The bill would also protect people whose sentences were commuted by the governor. And, where the unsuccessful VISION Act also would have banned transfers from local jails to ICE, the HOME Act only focuses on restricting transfers by the California Department of Corrections and Rehabilitation, or CDCR.

Sponsored

Immigration agents could still track people down once they are back in their communities, take them into custody and initiate deportation proceedings. But California authorities would be limiting their participation in the process. Illinois, Oregon and Washington, D.C., have already ended prison-to-ICE transfers.

Law enforcement concerns

A spokesperson for ICE said the agency does not comment on pending legislation. But on background, she added that immigration detainers, leading to transfers within the controlled environment of a prison or jail, are “a critical public safety tool” that conserves government resources and protects the public from the risk that the person will reoffend.

On average, nearly 1,600 people come out of state prison each year with an immigration detainer that leads to their transfer to ICE to be deported, according to an estimate by state Senate staff.

Police and sheriffs’ groups opposed the broader VISION Act in the last legislative session. In a joint statement, they said, “We are also not arguing that immigrants somehow pose any more threat than citizens or asking to involve immigration authorities in low-level offenses.

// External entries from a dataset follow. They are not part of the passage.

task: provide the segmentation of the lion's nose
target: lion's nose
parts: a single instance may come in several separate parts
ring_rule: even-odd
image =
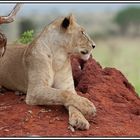
[[[88,50],[84,50],[84,51],[81,51],[81,54],[88,54],[89,52],[88,52]]]
[[[92,45],[92,48],[94,49],[95,48],[95,45]]]

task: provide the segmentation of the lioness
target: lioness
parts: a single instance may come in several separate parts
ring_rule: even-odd
[[[73,17],[60,17],[49,24],[28,46],[12,46],[0,59],[0,85],[26,94],[29,105],[64,105],[69,124],[89,129],[84,115],[96,108],[74,88],[70,56],[87,60],[94,42]]]

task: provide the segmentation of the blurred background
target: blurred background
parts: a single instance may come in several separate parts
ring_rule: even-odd
[[[13,4],[0,4],[7,15]],[[73,13],[96,43],[93,57],[103,67],[120,70],[140,95],[140,4],[41,4],[23,5],[13,23],[1,25],[8,43],[16,42],[24,31],[35,36],[52,20]]]

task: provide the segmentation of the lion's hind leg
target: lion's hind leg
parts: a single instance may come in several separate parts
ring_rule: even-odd
[[[75,129],[88,130],[89,122],[85,119],[83,114],[73,106],[69,106],[69,125]],[[74,129],[73,128],[73,129]]]

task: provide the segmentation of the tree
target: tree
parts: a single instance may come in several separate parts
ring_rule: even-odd
[[[22,4],[16,4],[13,10],[8,16],[0,16],[0,24],[11,23],[14,21],[17,12],[20,10]],[[2,57],[6,51],[7,38],[0,32],[0,57]]]

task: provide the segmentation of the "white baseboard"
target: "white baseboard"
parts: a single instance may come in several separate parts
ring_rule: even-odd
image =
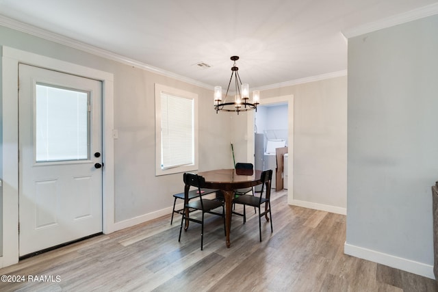
[[[299,200],[292,200],[290,204],[294,206],[302,207],[305,208],[314,209],[315,210],[325,211],[326,212],[335,213],[336,214],[347,215],[347,209],[340,207],[331,206],[307,201],[301,201]]]
[[[384,254],[368,248],[352,245],[346,243],[344,245],[344,253],[357,258],[371,261],[388,267],[413,273],[435,280],[433,266],[407,258],[400,258],[391,254]]]
[[[133,226],[134,225],[140,224],[141,223],[144,223],[146,221],[152,220],[153,219],[157,219],[159,217],[164,216],[166,215],[172,215],[172,209],[173,207],[167,207],[165,209],[162,209],[161,210],[155,211],[154,212],[149,213],[147,214],[141,215],[140,216],[134,217],[133,218],[127,219],[126,220],[120,221],[119,222],[114,223],[114,231],[120,230],[122,229],[127,228],[128,227]],[[177,204],[175,206],[175,209],[178,210],[178,209],[181,209],[183,207],[183,204]],[[174,217],[175,220],[175,217]],[[179,217],[179,221],[181,221],[181,218]],[[170,220],[169,220],[169,224],[170,224]]]

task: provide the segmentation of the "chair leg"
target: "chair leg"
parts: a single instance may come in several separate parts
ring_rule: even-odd
[[[260,215],[260,206],[259,206],[259,234],[260,235],[260,242],[261,242],[261,216]]]
[[[274,232],[274,230],[272,229],[272,214],[271,214],[271,202],[270,201],[269,202],[268,204],[268,207],[269,207],[269,219],[271,222],[271,233],[272,233]]]
[[[227,224],[225,223],[225,207],[222,207],[222,217],[224,218],[224,235],[227,236]],[[230,221],[230,230],[231,230],[231,222]]]
[[[170,219],[170,225],[173,222],[173,214],[175,213],[175,204],[177,203],[177,198],[173,200],[173,209],[172,209],[172,219]]]
[[[254,196],[254,187],[251,187],[251,191],[253,192],[253,196]],[[255,209],[255,206],[254,206],[254,213],[257,214],[257,211]]]
[[[203,211],[203,221],[201,224],[201,250],[203,250],[203,244],[204,243],[204,212]]]
[[[179,237],[178,237],[178,242],[181,241],[181,233],[183,230],[183,224],[184,223],[184,215],[181,218],[181,228],[179,228]]]

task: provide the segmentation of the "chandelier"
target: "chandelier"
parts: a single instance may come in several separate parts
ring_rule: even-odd
[[[231,57],[231,60],[234,62],[233,67],[231,67],[231,77],[230,81],[228,83],[228,88],[227,88],[227,93],[225,93],[225,98],[222,99],[222,87],[214,87],[214,109],[216,111],[216,114],[219,111],[236,111],[239,114],[240,111],[247,111],[253,109],[257,111],[257,105],[260,101],[260,92],[259,90],[254,90],[253,92],[253,103],[249,103],[249,85],[248,83],[242,83],[240,77],[239,76],[239,68],[236,67],[235,62],[239,59],[238,56],[233,56]],[[231,81],[234,77],[234,86],[235,86],[235,95],[234,101],[227,102],[227,98],[229,96],[229,92],[231,94],[230,85]]]

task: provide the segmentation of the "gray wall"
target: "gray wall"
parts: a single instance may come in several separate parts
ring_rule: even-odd
[[[294,95],[294,201],[345,213],[347,206],[347,77],[261,92]],[[290,159],[290,156],[289,156]]]
[[[433,265],[438,16],[348,40],[346,243]]]
[[[180,192],[183,188],[181,174],[155,176],[155,83],[198,94],[199,108],[202,109],[199,111],[198,121],[199,170],[232,166],[229,146],[232,140],[229,131],[231,121],[228,114],[216,114],[214,111],[213,88],[207,90],[1,26],[0,46],[114,74],[114,129],[118,130],[118,139],[114,140],[116,222],[171,207],[173,203],[171,195]],[[0,96],[0,100],[3,100],[3,96]],[[0,124],[1,129],[8,127],[3,118]],[[246,124],[242,127],[245,129]],[[243,137],[240,139],[244,140]],[[2,170],[0,169],[1,174]],[[3,225],[1,210],[0,226]],[[2,235],[1,232],[0,237]],[[0,244],[2,242],[0,241]],[[2,250],[0,245],[0,251]]]

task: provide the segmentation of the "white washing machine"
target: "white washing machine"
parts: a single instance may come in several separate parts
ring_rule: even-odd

However, there should be a point, in the most egregious cases, where we do not provide protections for dangerous persons from enforcement.”

A spokesperson for the Peace Officers Research Association of California said the group’s board had not yet considered its stance on the HOME Act, which generally would not shield people deemed “dangerous” from ICE, but he expected board members to take it up at their next meeting.

The VISION Act failed in the state Senate last year by three votes, with all Republicans and three Democrats voting against it, as well as nine Democrats who did not vote.

None of the three Senate Democrats who opposed the VISION Act — Susan Eggman, Steve Glazer and Bill Dodd — would comment on the HOME Act.

Ending double punishment

Carrillo, author of both the VISION Act and the HOME Act, noted that this year’s version is much more narrowly focused, and that she’s hopeful it will win widespread support with last year’s holdouts and newly elected lawmakers.

“At the end of the day, we are saying that the state of California will treat all people equally, regardless of where they were born,” she said. “We also want the Biden administration to acknowledge what we’re doing in the state of California and figure out a way in which ICE is not being used as a tool to further incarcerate immigrants.”

Angela Chan, an immigration expert at the San Francisco Public Defender’s office who helped craft the bill, said the Legislature overwhelmingly supported the recent criminal justice reforms with a recognition that excessive sentencing was harming Black and Latino communities — and she hoped they would see that turning immigrants over to ICE subjects them to a double punishment.

The bill “gets our legislative members and the governor to really think about these individuals that are being turned over to ICE as human beings, as people who have gone through a lot … domestic violence survivors, young refugees, elderly folks, people with medical conditions,” she said. “And [it’s cause] for them to think about the harm to both these individuals and to their families and communities, when we allow our state resources to turn them over to ICE once they’ve earned release.”

Castañeda took time off from her job in a reentry program run by Homeboy Industries to catch a ride from LA to the state Capitol on Monday with Tin Nguyen, whose life sentence also was commuted by Newsom and who is also scheduled to address the Assembly Public Safety Committee.

“I’m working, helping my community as much as I can,” said Castañeda, who hopes to study and become an immigration law paralegal. “It’s sad that they want to go after people like that. We messed up and we’re trying to give back and fix it and help other people. I get it that not everybody comes with that mentality, but a lot of us do … We had to work hard to be able to get a second chance.”